Но все-таки взял из ее рук блокнот и ручку, пристроился у подоконника, и вскоре на белой странице появилась тощая девчонка, с грозным видом наступавшая на съежившегося от страха хлипкого мужичонку. Рисунок был сделан так мастерски, движения и выражения лиц переданы так забавно, что Катя не удержалась от смеха. Потом захлопнула блокнот и прижала его к груди:
– Класс! Ты мне каждый день что-нибудь рисуй, ладно? Я сохраню на память.

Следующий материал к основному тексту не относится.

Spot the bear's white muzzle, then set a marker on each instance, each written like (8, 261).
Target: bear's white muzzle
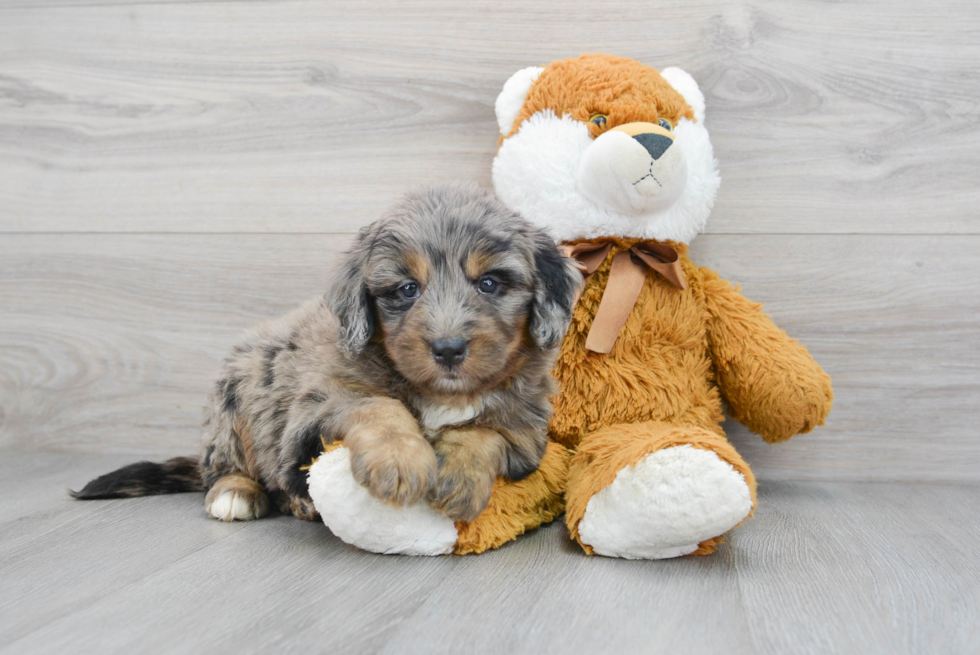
(634, 169)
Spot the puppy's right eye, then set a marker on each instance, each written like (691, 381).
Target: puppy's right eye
(408, 291)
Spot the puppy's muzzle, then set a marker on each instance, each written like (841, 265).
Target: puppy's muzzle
(449, 352)
(634, 169)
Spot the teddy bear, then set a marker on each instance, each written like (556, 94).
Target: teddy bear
(612, 158)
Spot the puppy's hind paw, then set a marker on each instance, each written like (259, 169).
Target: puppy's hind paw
(236, 498)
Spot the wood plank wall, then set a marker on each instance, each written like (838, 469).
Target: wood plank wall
(172, 172)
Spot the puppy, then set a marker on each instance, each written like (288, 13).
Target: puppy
(429, 356)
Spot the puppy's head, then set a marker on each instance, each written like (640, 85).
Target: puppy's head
(458, 289)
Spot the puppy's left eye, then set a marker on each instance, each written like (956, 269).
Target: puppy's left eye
(487, 285)
(408, 291)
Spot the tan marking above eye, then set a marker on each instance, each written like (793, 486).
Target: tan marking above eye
(478, 263)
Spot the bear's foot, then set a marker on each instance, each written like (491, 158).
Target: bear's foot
(653, 491)
(666, 505)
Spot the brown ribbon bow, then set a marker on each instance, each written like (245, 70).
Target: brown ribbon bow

– Немного тогда у тебя рисунков наберется, – усмехнулся Григорий. – Завтра сдам тебя папашке на руки, да и поеду к Витьку. Он там небось заждался уже. Ладно, хорош трепаться, ложись давай.
Катя послушно устроилась на диване, накрывшись пледом. Сам же Григорий растянулся на раскладушке, застонавшей под ним древними пружинами. За стеной продолжал возмущаться Миша:
– Да чтоб ее приподняло и уронило, твою адвокатшу. Передай ей, что я ей ее бумажки в такое место запихну, что не достать будет! Во-во, так и передай!
Утром сонный Миша, шлепая разношенными тапками, проводил их на улицу, махнул рукой в сторону троллейбусной остановки. Комкая небритый подбородок ладонью, объяснил, как доехать до вокзала. Затем, зевнув, пожаловался:
– Светка, паскуда, спать всю ночь не давала. До чего ж жадная баба – все ей мало.
Кате отчего-то стало жалко его – нелепого, расхристанного, с обгоревшей под солнцем ранней лысиной. И она вдруг выдала:
– А может, это она нарочно. Может, ей разводиться просто не хочется, вот она и торгуется, время тянет? Думает, вы поймете, что развод слишком дорогой выходит и лучше бы вам с ней помириться?